Awesome
An Analysis of PCA and Autoencoder Generated Factors in Predicting S&P Returns
By: Leo Barbosa. Santa Clara University, School of Business, Santa Clara, CA 95053, USA; lbarbosa@scu.edu
Abstract: The S&P500 is difficult to predict. Multi-factor models provide a useful framework for making returns predictions and for controlling portfolio risk. This paper explores a three-step process in predicting PCA and Autoencoders factors to generate multi-factor models from the S&P500 component securities. The first is to decompose the variance of individual S&P stocks by using PCA or Autoencoders. Step two is to forecast the next trading period factors using autoregressive techniques (AR, ARMA). Finally, individual stock returns are predicted from the factor forecasts. This approach does not consistently outperform a coin toss, making it unusable for trading purposes. Regardless, it sets up a framework to try different techniques that may lead to better results.

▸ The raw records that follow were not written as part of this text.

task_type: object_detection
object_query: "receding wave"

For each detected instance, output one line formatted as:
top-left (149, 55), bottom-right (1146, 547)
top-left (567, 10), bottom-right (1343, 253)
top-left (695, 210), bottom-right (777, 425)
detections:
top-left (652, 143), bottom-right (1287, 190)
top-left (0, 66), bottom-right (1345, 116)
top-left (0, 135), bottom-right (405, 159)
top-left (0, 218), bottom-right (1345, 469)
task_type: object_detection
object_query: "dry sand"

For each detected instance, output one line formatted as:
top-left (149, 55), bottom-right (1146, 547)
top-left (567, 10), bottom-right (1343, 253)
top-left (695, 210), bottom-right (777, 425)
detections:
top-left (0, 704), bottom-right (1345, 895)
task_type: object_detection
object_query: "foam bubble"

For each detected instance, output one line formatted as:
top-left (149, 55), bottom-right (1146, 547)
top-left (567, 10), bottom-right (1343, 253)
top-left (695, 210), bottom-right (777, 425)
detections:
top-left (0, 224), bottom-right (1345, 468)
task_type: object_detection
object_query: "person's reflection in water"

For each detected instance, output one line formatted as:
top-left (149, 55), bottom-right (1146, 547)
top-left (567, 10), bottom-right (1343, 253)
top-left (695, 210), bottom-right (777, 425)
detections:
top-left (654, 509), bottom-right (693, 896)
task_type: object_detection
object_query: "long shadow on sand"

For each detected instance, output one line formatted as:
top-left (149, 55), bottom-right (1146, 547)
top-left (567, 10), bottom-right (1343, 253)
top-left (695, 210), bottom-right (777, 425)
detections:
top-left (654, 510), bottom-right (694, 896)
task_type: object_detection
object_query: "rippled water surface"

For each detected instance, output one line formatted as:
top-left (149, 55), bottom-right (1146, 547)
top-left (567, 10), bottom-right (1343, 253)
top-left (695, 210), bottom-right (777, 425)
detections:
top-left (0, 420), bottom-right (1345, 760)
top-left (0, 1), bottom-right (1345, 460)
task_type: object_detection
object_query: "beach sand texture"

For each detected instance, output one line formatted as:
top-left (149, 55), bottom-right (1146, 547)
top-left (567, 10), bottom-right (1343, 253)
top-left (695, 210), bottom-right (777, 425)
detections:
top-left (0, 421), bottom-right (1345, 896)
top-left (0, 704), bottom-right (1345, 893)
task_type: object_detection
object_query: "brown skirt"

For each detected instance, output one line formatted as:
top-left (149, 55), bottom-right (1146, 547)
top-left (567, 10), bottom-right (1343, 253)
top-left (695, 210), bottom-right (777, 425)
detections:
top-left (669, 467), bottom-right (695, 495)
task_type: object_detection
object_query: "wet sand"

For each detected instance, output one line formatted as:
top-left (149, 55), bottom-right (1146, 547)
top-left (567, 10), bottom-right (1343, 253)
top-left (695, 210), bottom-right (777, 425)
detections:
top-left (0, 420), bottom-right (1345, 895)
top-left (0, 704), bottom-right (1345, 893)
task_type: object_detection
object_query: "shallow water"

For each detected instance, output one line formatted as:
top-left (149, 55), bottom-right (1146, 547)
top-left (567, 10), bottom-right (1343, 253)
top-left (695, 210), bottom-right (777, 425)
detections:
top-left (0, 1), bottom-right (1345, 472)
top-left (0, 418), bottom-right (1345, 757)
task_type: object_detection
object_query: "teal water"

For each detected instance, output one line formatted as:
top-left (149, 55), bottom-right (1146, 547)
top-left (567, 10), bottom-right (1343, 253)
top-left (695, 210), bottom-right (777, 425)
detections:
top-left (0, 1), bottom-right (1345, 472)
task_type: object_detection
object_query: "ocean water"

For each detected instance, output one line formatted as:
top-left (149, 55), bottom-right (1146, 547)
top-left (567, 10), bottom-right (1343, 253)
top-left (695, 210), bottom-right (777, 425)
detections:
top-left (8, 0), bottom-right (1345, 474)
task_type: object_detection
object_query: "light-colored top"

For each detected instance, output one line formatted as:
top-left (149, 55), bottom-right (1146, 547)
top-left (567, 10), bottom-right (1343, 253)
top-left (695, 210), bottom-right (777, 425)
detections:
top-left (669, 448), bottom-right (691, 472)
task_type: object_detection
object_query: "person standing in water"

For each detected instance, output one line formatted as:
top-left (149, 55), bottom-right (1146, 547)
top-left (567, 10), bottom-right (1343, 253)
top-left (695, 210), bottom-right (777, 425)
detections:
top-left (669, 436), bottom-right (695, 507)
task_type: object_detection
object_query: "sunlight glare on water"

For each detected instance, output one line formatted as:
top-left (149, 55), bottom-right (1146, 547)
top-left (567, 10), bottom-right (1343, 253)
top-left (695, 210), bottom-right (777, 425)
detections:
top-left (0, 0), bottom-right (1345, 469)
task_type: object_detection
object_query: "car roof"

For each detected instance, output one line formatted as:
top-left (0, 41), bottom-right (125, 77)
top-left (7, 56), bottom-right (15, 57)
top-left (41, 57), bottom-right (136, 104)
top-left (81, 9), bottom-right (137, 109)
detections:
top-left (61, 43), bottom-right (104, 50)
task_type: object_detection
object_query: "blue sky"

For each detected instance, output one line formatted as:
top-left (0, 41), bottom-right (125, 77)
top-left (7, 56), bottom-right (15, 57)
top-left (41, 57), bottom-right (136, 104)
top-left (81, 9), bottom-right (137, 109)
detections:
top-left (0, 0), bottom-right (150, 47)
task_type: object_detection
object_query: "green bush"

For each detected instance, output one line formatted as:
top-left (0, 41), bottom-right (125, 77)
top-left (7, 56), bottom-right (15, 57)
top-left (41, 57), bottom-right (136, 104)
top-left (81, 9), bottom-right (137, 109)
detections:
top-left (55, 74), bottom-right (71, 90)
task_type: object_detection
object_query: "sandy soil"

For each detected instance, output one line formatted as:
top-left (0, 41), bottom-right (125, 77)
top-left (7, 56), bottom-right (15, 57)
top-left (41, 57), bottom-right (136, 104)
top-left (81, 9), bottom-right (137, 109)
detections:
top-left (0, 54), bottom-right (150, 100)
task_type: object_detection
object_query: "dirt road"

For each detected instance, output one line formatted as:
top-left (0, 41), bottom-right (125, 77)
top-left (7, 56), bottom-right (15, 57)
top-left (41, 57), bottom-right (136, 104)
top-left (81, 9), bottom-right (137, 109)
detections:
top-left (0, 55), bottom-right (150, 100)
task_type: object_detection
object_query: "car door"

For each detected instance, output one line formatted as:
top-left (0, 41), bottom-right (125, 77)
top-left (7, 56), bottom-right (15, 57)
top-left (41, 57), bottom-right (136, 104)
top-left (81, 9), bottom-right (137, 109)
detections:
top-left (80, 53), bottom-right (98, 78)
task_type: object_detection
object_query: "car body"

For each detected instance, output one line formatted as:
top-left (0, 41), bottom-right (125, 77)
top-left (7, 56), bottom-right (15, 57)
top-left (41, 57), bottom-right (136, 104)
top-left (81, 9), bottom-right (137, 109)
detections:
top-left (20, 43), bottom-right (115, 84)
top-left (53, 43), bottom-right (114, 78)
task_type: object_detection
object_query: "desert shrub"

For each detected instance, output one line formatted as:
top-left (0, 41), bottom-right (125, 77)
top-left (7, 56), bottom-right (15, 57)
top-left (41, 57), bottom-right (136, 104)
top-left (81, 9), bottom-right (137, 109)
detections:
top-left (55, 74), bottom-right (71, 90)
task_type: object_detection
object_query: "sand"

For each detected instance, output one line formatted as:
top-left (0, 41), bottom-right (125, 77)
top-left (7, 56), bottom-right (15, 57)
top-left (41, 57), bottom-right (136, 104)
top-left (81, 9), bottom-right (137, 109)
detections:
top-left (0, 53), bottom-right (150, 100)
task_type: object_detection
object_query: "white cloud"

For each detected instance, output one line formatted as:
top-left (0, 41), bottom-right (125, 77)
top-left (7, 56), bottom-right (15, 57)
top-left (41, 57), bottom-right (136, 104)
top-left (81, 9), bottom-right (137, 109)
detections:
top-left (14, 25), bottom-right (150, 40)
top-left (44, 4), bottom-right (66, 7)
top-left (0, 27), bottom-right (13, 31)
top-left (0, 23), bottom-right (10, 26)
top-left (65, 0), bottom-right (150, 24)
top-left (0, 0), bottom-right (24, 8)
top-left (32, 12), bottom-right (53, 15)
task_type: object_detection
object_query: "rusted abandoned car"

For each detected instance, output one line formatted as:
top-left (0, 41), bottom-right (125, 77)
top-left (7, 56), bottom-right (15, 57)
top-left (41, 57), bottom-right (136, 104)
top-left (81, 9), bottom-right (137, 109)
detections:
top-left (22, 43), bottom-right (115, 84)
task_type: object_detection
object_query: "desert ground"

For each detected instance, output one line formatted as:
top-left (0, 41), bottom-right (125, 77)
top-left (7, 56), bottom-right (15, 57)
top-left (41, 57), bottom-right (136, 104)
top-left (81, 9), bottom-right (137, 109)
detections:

==============================================================================
1. Introduction
Multifactor models have been a staple of quantitative finance. Asset Managers use these factors to generate alpha and to manage risk. These models explain up to 95% (Investopedia, n.d.) of individual stock returns. Quantitative Asset Managers spend considerable effort developing proprietary factors to generate alpha and to better manage risk. Managers are generally able to reduce volatility of returns through these factors. Extracting a meaningful alpha from such models can prove challenging even for leading asset managers.
The field of artificial intelligence is evolving rapidly and there’s an opportunity to apply novel techniques to generating alpha and managing risk. This project compared the performance of deep learning (autoencoders) generated factors to a more traditional technique (principal component analysis - PCA) generated factors in predicting returns of individual stock components of the indexes. This is done using historical returns for the S&P500 index from January 1984 to December 2018 in the form of daily, weekly and monthly returns.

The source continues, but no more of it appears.